A project co-funded by the UK's Arts Council and Nour Festival, Mourning Room will fill the remarkable Arab Hall in London's Leighton House. Usually, it's decorated from floor to ceiling with hand-painted tiles from Damascus, but Batal will cover them with another layer bearing the names of those who have been killed in the conflict in Syria.

"The idea is to create a kind of mourning space," she explains. "In the Arab world you have the ritual where people come to the family of the deceased and pay respects for three days. But because of the conflict, a lot of people have not had the chance to do that - sometimes they've not even been able to bury their loved ones in the usual way."

In fact, some have even been buried in the middle of the night in private gardens so their families don't reveal themselves as being connected to an activist.

"There have been some really interesting collective rituals that have sprung up, which I wanted to reflect," Batal continues. "There are night demonstrations in town squares, and after a long day of shelling and burying of the killed there is mass singing - it's sad but it also celebrates the uprising, too. So I am using recordings of these 'mourning chants' in the installation as well."

Batal grew up in Lebanon before leaving for London and earning a Master's in design at Goldsmiths in 2007. She was disillusioned by the constant cycle of assassinations, wars and strikes in Beirut. "It became obvious that you can't really plan for anything in your life, living in times like that," she says. But she has family in Syria and regularly goes back to Lebanon.

"It becomes very difficult when you're on the outside," she says. "I've ended up watching videos of the people named in Mourning Room – of their funeral, maybe, or even the moment they were killed. They had to be more than a name for me. And that was important – as ugly as the videos are, this is the ugliness of what's happening. You can't really pretend it's all fine. If they're going through this, I need to be more than a spectator. I need to engage."

This sense of engagement with the public is also apparent in her Translations series, also being shown at Leighton House. The sculptures are undeniably more playful, reflecting both her background in interior architecture and furniture design and her interest in Arab text. In one piece, for example, she has created a bench in the shape of the letter "waw" in Arabic, which means "and".

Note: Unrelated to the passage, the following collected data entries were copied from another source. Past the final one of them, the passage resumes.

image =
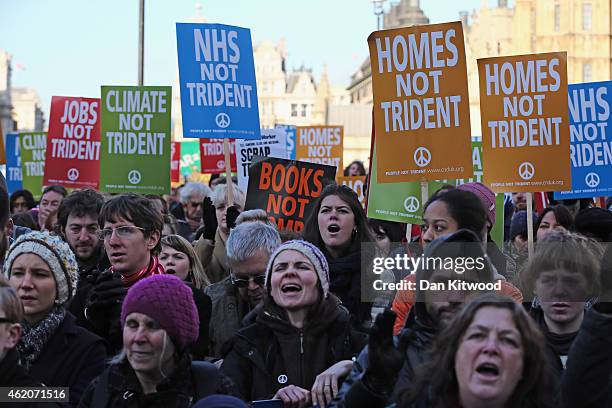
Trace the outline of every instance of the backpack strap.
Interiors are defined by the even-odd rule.
[[[191,362],[191,381],[194,390],[193,402],[215,394],[221,388],[219,369],[208,361]]]

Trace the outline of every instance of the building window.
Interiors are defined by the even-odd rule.
[[[298,106],[297,103],[292,103],[291,104],[291,117],[292,118],[297,118],[298,115]]]
[[[593,80],[593,68],[591,63],[585,62],[582,66],[582,82],[591,82]]]
[[[582,5],[582,29],[590,31],[593,26],[593,5],[584,3]]]
[[[306,109],[308,108],[308,105],[306,105],[305,103],[302,104],[302,117],[305,118],[306,117]]]
[[[555,4],[555,33],[561,31],[561,6]]]

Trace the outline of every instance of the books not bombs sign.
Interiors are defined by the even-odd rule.
[[[376,31],[368,45],[378,182],[471,177],[461,23]]]
[[[170,193],[169,86],[103,86],[100,191]]]
[[[335,175],[334,166],[257,157],[249,169],[245,209],[261,208],[279,230],[300,232]]]

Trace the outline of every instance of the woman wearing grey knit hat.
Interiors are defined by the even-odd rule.
[[[69,387],[69,406],[76,406],[104,369],[106,348],[66,310],[77,284],[74,254],[60,238],[31,232],[9,248],[4,275],[23,303],[23,336],[17,346],[22,364],[47,386]]]
[[[288,241],[270,256],[264,307],[231,342],[221,369],[246,401],[326,406],[365,343],[348,311],[329,292],[325,256],[306,241]]]

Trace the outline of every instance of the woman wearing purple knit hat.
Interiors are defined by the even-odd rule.
[[[201,380],[192,377],[187,351],[199,325],[191,289],[173,275],[138,281],[123,301],[121,325],[123,350],[79,407],[190,407]]]
[[[264,306],[231,342],[221,370],[245,401],[325,407],[353,366],[365,338],[329,293],[329,266],[306,241],[288,241],[270,256]]]

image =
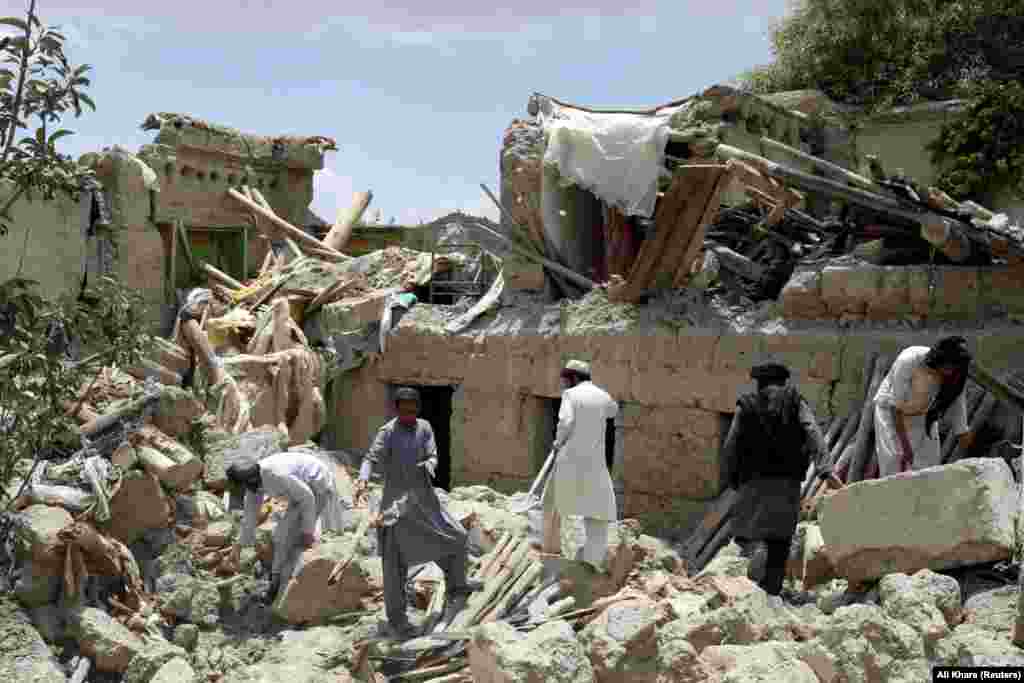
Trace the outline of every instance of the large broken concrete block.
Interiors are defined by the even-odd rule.
[[[857,583],[1010,557],[1017,498],[1005,462],[973,458],[847,486],[819,521],[837,574]]]
[[[138,470],[128,472],[110,499],[110,522],[105,533],[131,545],[151,529],[171,524],[171,501],[159,480]]]
[[[339,560],[350,556],[353,543],[360,543],[363,552],[357,552],[340,582],[328,588],[328,577]],[[366,540],[349,534],[305,551],[295,575],[274,601],[274,613],[291,624],[316,624],[358,609],[364,597],[384,585],[380,558],[368,557],[365,550]]]
[[[477,628],[469,667],[478,683],[594,683],[594,669],[572,626],[549,621],[527,635],[504,622]]]
[[[18,605],[0,597],[0,678],[9,683],[63,681],[64,672],[32,621]]]

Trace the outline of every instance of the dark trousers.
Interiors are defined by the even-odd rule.
[[[786,578],[789,548],[793,543],[792,537],[761,541],[737,538],[736,542],[744,548],[744,555],[750,558],[750,571],[747,573],[747,577],[768,595],[781,593],[782,584]]]
[[[384,546],[383,543],[381,545]],[[389,548],[388,550],[390,552],[381,553],[384,574],[384,611],[392,626],[405,627],[409,625],[409,617],[406,613],[408,608],[406,583],[409,579],[409,565],[402,557],[400,549]],[[468,549],[434,560],[444,573],[447,595],[451,596],[465,591],[467,560]]]
[[[765,548],[764,574],[758,584],[768,595],[778,595],[782,592],[782,582],[786,578],[786,560],[789,559],[789,548],[793,539],[770,539],[762,542]]]

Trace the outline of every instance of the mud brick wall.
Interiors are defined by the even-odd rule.
[[[418,306],[419,315],[429,307]],[[415,309],[414,309],[415,310]],[[1024,327],[931,330],[842,329],[822,324],[785,334],[717,334],[683,329],[646,335],[573,336],[503,319],[489,330],[456,336],[403,318],[388,352],[335,383],[335,447],[362,452],[391,416],[388,384],[451,385],[453,485],[525,490],[547,453],[549,399],[560,395],[558,371],[568,357],[589,360],[594,379],[622,406],[621,490],[624,513],[652,528],[684,533],[702,501],[722,488],[719,445],[736,399],[753,388],[749,372],[770,355],[822,420],[849,414],[863,399],[864,365],[874,352],[895,356],[913,344],[965,334],[976,357],[995,372],[1019,367]],[[507,314],[514,315],[514,314]],[[516,330],[516,334],[508,334]]]
[[[971,321],[1024,315],[1024,266],[827,265],[799,268],[782,290],[803,320]]]

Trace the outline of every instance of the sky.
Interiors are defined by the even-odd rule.
[[[787,6],[563,4],[37,0],[37,13],[61,26],[73,63],[94,69],[97,111],[65,122],[76,134],[62,152],[135,152],[155,135],[140,124],[161,111],[259,135],[324,135],[338,151],[316,174],[314,211],[333,222],[353,191],[371,190],[367,219],[379,210],[416,224],[455,210],[497,218],[480,183],[498,191],[502,136],[528,117],[531,93],[593,106],[692,95],[770,61],[768,31]],[[0,8],[23,16],[27,0]]]

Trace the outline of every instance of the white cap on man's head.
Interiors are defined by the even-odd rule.
[[[581,360],[570,360],[565,363],[565,370],[571,370],[572,372],[579,372],[584,375],[590,374],[590,363],[584,363]]]

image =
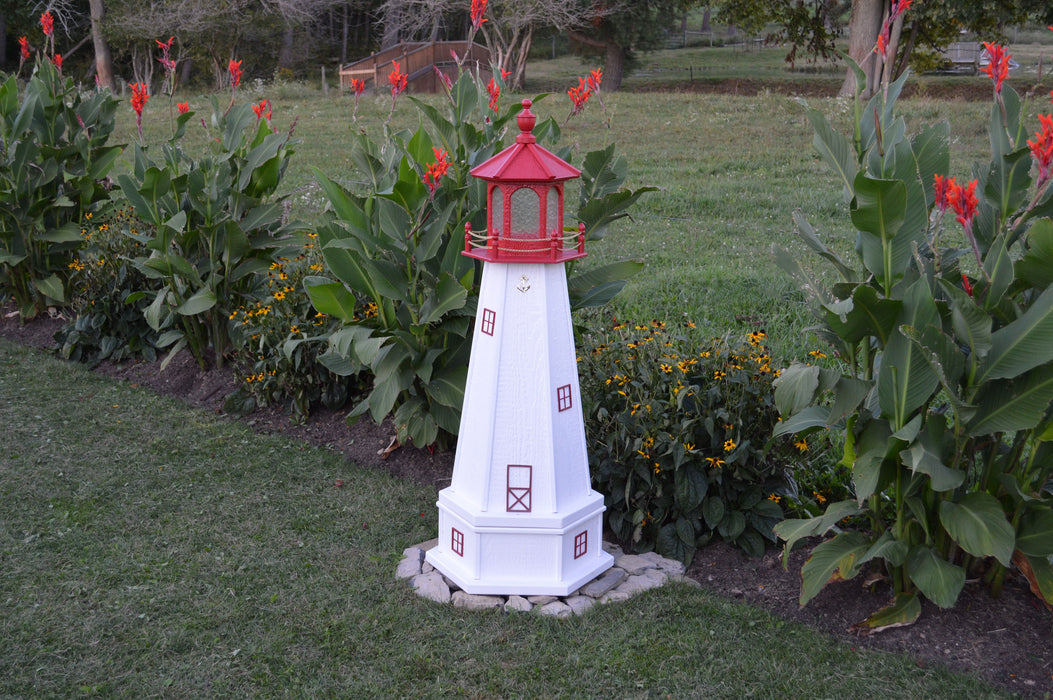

"It makes more sense if you read Arabic." she says. "But the way the bench is curved in the shape of the 'and', it creates connections between people when they sit on it. 'And' is a connecting word. So the meaning of the text dictates the design."

It might seem a long way from her sombre Mourning Room, but Batal sees the connection: "Art always fills more than one purpose. But for me, it's always about trying to establish a personal link between the viewer and the piece."